Возвращаюсь, однако, к начальным дням войны. Как я уже упомянул, партийные распри в земской, а тем более дворянской среде сразу не только утихли, но даже исчезли. Бросились с энтузиазмом в ту работу, которая была доступна земским и дворянским организациям. Приступили к устройству в весьма широком размере тыловых эвакуационных госпиталей, причем отнюдь не жалели средств. Пересмотрены были земские годовые бюджеты, и из них исключены были все небезотложные и необязательные расходы. При этом мало считались с теми расходами, которые обусловят дальнейшее сколько-нибудь деятельное содержание вновь оборудованных госпиталей. Происходило это преимущественно от проникшего почти всех убеждения, что война будет крайне непродолжительная. Так, тверское экстренное Дворянское собрание поначалу решило ассигновать весь свой запасный капитал на устройство госпиталя в дворянском доме, совершенно не считаясь с теми эксплуатационными расходами, которые это породит. Стоило большого труда убедить господ дворян, что необходимо считаться с возможностью продолжительной войны. Состоявшееся ко времени этого собрания присоединение к державам Согласия[667]
Англии и выяснившийся нейтралитет германского союзника Италии настолько всех опьянили, что господствовала мысль об окончании войны чуть ли не в шесть недель. Припоминалась Франко-прусская кампания 1870–1871 гг., и решили, что новая война будет столь же быстротечна, но с обратными для воюющих сторон результатами. Тщетно некоторые благоразумные люди старались разъяснить, что Германия все же не без предварительного тщательного обдумывания вызвала международный конфликт, и что если победу над ней нужно считать при дружной работе держав Согласия обеспеченной, то все же борьба эта будет трудная и, несомненно, длительная.«В Берлин, в Берлин!» — говорили на все лады оптимисты, а их было большинство, и вдумчивых людей это приводило в трепет. Припоминалось, что и французы с теми же криками вступили в 1870 г. в войну, столь трагически для них окончившуюся.
Убеждение в неминуемости торжества союзников и кратковременности военных действий господствовало, впрочем, и в петербургских правительственных сферах.
Как сейчас вижу, как после приема государем членов законодательных палат в Зимнем дворце[668]
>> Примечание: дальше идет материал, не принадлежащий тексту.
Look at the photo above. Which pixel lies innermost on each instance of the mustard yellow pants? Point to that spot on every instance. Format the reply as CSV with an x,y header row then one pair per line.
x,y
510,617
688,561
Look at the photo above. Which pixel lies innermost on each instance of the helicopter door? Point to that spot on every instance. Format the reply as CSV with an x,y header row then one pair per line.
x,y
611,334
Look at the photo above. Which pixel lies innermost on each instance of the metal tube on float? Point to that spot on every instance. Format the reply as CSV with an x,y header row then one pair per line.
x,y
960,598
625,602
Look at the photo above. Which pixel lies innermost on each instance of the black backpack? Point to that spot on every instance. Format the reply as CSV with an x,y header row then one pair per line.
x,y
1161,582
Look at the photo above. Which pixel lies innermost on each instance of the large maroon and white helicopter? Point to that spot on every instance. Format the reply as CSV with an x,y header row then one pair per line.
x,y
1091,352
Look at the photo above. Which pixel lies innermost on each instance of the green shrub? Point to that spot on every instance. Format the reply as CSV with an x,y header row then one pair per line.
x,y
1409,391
Щегловитов и Кривошеин, обратясь к нескольким окружавшим их парламентариям, высказывали уверенность в скоропалительном разгроме Германии. Щегловитов, со свойственной ему манерой вводить шутку во всякий серьезный вопрос, с улыбкой говорил: «Ошибся Василий Федорович (т. е. император Вильгельм), ошибся. Не устоять ему».Поддерживал ту же мысль и Кривошеин, причем было совершенно ясно, что он считал объявленную войну чуть что не благодеянием для России.
Многих увлекла, восхитила и преисполнила лучших надежд грандиозная народная манифестация перед Зимним дворцом, когда народная толпа, заполнившая всю обширную, прилегающую к дворцу площадь, приветствовала государя и при появлении его на балконе внезапно вся стала на колени и запела: «Боже царя храни».
Эта грандиозная манифестация побудила верховную власть издать акт, в котором провозглашалось единение царя с народом и утверждался даже образец флага, эмблематически соединявшего общественность и официальную Россию[669]
.Увы, настроение это продолжалось недолго, и едва ли не единственный воспользовавшийся им был тот же кн. Львов, сумевший на почве этого настроения получить в свое бесконтрольное распоряжение миллионы государственных средств. Не обошлось, впрочем, и здесь без весьма мелкой, но весьма странной шиканы[670]
со стороны правительства. Как почти всегда, упуская существенное и придираясь к мелочам, какому-то учреждению понадобилось разъяснить, что вновь утвержденный образец эмблематического флага не может быть употребляем как флаг и по своим размерам он не должен превышать нескольких квадратных вершков. Эмблему национального объединения обратили таким путем в детскую игрушку, и она вследствие этого тотчас утратила всякое значение и скоро была всеми забыта.Правительство было, кроме того, убеждено в полной нашей боевой готовности. Так, в том же разговоре с парламентариями в Зимнем дворце Кривошеин, когда разговор зашел о сроке возобновления сессии законодательных учреждений, настаивал на отложении этой сессии до начала февраля следующего года, тогда как члены Государственной думы настаивали на сроке 1 ноября. При этом, потирая привычным нервным жестом свои руки, что было у него всегда знаком довольства, он говорил, обращаясь к членам законодательных палат: «Положитесь на нас, господа (т. е. на правительство), все пойдет прекрасно, мы со всем справимся».